Cathedral Music: New Generation Perspectives

19-20 September 2024, Sarum College, Salisbury



Keynote Speaker

The Revd Dr Jonathan Arnold

Diocese of Canterbury, Canterbury Cathedral, University of Kent


Jonathan is a priest, musician, and author. He is currently Executive Director of the Social Justice Network in the Diocese of Canterbury, which has a portfolio that evolves in response to times of crises and includes migration and refugees, social issues of debt, hunger, homelessness, modern slavery and exploitation, the rehabilitation of ex-offenders and rural justice. He is an Honorary Research Fellow at the University of Kent, an Associate of Sidney De Hahn Centre for Arts and Health, Christ Church Canterbury University, and sings professionally with ensembles such as The Sixteen, Orlando Consort, Ora, and The Gabrieli Consort.

Jonathan was formerly Dean of Divinity and Fellow of Magdalen College, Oxford, where he was tutor in ecclesiastical history and chair of examiners for the theology faculty. He has also been Chaplain and Senior Research Fellow at Worcester College. In 2014 he co-founded a new girl choristers’ choir for Oxford, Frideswide Voices. He has published widely. His latest book is The Everyday God: Encountering the Divine through the Works of Mercy (2024). Other books include Music and Faith: Conversations in a Post-Secular Age (2019); Sacred Music in Secular Society (2014); The Great Humanists (2011) and Dean John Colet of St. Paul’s (2007).

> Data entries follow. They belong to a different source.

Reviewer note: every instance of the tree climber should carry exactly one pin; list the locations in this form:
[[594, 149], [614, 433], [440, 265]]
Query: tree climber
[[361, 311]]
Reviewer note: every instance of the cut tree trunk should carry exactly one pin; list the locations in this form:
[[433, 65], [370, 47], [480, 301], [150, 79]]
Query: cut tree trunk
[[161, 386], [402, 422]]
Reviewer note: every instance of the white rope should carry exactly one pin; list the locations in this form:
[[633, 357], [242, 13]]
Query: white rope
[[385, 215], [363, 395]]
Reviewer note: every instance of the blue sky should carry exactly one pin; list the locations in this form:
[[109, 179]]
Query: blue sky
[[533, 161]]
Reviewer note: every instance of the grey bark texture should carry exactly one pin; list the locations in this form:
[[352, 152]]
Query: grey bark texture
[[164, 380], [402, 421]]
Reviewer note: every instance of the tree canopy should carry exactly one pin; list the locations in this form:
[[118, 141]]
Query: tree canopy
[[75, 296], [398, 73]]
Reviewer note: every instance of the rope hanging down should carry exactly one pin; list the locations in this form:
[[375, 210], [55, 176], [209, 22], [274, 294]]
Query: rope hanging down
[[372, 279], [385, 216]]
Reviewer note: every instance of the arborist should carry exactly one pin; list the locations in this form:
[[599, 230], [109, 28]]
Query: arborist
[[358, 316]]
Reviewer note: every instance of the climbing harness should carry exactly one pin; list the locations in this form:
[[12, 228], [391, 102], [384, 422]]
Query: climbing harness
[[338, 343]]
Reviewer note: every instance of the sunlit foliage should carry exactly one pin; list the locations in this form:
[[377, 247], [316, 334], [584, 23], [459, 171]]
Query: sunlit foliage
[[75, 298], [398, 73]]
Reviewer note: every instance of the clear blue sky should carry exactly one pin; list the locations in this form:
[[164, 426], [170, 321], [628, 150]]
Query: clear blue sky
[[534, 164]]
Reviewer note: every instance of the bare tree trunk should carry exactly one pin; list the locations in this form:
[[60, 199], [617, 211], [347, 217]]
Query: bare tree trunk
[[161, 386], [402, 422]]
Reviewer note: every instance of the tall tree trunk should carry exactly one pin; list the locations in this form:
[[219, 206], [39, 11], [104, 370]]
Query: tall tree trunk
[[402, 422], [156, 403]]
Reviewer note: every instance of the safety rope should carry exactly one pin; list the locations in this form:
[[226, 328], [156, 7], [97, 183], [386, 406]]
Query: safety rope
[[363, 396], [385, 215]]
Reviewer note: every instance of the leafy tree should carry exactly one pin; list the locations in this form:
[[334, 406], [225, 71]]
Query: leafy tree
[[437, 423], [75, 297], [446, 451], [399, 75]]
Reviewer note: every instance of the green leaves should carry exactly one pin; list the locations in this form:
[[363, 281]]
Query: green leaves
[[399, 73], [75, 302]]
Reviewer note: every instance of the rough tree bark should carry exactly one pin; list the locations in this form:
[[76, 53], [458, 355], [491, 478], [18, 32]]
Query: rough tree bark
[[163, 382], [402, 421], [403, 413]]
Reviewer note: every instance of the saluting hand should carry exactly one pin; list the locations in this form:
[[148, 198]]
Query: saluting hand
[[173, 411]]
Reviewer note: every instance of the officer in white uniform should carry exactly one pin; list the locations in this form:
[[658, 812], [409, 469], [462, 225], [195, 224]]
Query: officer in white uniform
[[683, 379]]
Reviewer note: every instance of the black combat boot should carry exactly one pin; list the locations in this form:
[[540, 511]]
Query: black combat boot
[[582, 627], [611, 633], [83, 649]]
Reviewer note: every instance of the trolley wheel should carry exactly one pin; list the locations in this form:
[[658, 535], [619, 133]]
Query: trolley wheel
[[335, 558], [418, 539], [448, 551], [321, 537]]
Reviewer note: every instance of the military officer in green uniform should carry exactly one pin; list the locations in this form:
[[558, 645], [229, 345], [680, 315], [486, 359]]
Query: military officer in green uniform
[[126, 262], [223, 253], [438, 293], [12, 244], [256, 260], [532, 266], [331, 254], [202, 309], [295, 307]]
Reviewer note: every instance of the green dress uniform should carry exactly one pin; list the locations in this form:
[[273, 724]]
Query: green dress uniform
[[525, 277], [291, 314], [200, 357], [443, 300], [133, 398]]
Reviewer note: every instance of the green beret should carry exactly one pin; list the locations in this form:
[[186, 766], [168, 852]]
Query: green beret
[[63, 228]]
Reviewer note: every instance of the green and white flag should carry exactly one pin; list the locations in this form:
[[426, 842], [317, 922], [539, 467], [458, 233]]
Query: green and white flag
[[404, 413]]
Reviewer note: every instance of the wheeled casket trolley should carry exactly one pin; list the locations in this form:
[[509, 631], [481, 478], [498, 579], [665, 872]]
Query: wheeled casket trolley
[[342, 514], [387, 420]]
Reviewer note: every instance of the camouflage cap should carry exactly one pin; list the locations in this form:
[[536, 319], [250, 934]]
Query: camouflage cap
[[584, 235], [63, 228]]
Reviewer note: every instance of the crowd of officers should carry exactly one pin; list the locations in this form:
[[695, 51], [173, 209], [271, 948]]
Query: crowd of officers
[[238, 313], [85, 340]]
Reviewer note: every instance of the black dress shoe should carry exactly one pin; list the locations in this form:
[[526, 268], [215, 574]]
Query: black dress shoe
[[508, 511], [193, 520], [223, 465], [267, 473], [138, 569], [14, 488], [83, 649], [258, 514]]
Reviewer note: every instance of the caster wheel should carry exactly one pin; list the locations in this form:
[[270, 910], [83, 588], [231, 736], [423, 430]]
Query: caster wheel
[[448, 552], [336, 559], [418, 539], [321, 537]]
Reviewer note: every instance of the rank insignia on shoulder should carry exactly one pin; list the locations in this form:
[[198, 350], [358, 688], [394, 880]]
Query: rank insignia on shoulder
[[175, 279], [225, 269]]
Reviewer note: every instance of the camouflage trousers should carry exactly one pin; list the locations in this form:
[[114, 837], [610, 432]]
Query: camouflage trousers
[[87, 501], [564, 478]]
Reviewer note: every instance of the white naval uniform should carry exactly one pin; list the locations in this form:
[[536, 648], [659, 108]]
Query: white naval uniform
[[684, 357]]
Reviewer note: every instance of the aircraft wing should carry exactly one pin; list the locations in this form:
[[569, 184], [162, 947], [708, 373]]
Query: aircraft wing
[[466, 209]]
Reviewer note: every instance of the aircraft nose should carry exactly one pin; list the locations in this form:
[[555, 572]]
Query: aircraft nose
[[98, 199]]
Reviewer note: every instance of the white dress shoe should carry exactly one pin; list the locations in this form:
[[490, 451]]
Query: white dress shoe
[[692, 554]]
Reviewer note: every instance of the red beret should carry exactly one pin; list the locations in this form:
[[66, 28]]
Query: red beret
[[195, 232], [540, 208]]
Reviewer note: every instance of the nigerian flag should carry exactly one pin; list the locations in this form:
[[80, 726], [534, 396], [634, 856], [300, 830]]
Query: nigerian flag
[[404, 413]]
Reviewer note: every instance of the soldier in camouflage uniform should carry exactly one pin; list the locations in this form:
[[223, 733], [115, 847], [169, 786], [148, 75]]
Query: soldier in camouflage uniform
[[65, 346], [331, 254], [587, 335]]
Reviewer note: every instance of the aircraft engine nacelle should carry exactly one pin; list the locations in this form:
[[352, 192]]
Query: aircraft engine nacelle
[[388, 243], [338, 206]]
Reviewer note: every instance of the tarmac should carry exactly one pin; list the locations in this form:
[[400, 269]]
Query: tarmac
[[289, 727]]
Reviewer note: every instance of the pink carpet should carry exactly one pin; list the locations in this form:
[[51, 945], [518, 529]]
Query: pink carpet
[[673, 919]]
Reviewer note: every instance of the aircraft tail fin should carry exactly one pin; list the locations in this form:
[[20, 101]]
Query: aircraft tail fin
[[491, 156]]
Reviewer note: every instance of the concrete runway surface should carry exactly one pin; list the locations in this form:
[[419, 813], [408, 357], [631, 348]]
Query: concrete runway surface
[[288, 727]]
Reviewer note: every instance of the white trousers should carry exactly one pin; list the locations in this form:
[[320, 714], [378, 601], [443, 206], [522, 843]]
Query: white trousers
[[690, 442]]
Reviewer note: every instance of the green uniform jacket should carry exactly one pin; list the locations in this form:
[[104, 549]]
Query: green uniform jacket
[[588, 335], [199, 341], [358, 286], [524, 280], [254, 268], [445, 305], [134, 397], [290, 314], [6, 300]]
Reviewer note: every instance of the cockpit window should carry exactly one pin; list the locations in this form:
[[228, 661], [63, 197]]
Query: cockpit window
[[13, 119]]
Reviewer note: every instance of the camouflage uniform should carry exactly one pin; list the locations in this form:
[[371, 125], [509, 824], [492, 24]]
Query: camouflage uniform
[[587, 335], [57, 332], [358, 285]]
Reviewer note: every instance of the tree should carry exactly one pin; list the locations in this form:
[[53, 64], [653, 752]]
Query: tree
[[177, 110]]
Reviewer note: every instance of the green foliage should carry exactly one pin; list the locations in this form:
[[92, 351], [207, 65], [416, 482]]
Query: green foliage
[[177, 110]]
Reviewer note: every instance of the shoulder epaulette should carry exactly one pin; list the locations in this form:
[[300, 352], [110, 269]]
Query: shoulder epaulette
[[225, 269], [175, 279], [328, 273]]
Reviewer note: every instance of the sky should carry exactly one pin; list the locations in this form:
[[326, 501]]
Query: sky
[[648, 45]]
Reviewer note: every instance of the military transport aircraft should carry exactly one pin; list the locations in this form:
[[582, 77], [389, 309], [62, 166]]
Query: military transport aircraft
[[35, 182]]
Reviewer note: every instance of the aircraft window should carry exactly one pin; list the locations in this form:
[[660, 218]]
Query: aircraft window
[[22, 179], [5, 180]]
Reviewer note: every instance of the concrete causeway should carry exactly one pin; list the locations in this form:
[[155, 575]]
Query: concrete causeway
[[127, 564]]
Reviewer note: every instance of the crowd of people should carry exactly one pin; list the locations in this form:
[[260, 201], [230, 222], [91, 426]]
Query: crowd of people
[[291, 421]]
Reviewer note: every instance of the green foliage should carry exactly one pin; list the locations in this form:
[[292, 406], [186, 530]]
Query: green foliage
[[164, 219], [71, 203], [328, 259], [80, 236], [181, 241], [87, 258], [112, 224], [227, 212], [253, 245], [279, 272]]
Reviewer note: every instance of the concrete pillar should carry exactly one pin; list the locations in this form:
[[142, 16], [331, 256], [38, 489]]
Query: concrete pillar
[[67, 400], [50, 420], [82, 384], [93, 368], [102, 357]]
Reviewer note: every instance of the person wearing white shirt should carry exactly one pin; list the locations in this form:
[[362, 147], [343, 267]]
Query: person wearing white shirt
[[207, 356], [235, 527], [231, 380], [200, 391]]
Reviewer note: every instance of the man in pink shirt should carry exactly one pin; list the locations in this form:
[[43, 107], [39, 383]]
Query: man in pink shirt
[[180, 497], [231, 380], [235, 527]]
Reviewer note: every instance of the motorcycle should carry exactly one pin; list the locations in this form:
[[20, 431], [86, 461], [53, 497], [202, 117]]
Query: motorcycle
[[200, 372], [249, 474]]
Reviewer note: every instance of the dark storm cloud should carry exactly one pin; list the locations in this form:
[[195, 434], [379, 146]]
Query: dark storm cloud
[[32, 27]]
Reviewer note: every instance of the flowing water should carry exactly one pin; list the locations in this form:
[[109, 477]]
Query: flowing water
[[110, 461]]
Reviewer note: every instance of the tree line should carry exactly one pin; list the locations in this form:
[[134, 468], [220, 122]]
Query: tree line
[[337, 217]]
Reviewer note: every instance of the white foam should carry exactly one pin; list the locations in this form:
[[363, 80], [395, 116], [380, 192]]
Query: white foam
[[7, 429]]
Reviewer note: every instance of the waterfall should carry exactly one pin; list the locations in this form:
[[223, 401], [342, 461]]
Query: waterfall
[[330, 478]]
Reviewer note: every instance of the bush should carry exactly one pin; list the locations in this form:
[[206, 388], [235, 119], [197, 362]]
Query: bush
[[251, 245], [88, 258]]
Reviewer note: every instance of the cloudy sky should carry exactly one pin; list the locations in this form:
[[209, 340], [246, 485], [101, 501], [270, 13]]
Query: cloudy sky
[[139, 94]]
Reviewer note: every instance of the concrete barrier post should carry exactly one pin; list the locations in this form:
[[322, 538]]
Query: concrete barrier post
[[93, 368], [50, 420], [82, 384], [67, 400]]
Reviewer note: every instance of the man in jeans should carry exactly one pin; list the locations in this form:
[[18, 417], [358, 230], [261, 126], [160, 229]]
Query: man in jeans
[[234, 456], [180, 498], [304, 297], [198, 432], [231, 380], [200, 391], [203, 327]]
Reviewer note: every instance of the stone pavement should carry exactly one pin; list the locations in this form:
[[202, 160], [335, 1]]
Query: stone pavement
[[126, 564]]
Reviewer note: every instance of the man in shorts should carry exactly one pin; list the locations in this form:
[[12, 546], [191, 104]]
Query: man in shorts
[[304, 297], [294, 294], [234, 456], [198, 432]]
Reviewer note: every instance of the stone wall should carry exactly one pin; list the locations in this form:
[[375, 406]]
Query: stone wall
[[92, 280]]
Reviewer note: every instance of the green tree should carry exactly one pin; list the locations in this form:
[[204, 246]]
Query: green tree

Spiritual Realities: Innovations in Anglican Choral Music Research

Recent research has revealed not only the continued growth of interest in traditional western sacred music but also the development of new initiatives that respond to people’s desire to experience spirituality through music. For example, the work of Kathryn King and Hanna Rijken has demonstrated, through empirical research, why Choral Evensong in the Anglican tradition appeals to so many, and exactly who is attending and listening to these services, both in England and, perhaps surprisingly, in the Netherlands, where Choral Evensong is a popular ‘new’ or ‘fresh’ expression of worship with a burgeoning English-style choral tradition in progress. Speaking from my own perspective as an Anglican priest and musician in the classical tradition, in this talk I will explore how these trends in Choral Evensong have been mapped and what conclusions have been drawn using both quantitative and qualitative data. In addition, my own research through the ‘Experience of Music’ project, as well as analysis of non-liturgical or quasi-liturgical settings of both choral and instrumental classical music, have shown that there are social, ethical, and spiritual benefits to music experience. Such spiritual experience through music can point towards, and even reveal, a reality beyond our everyday human materiality.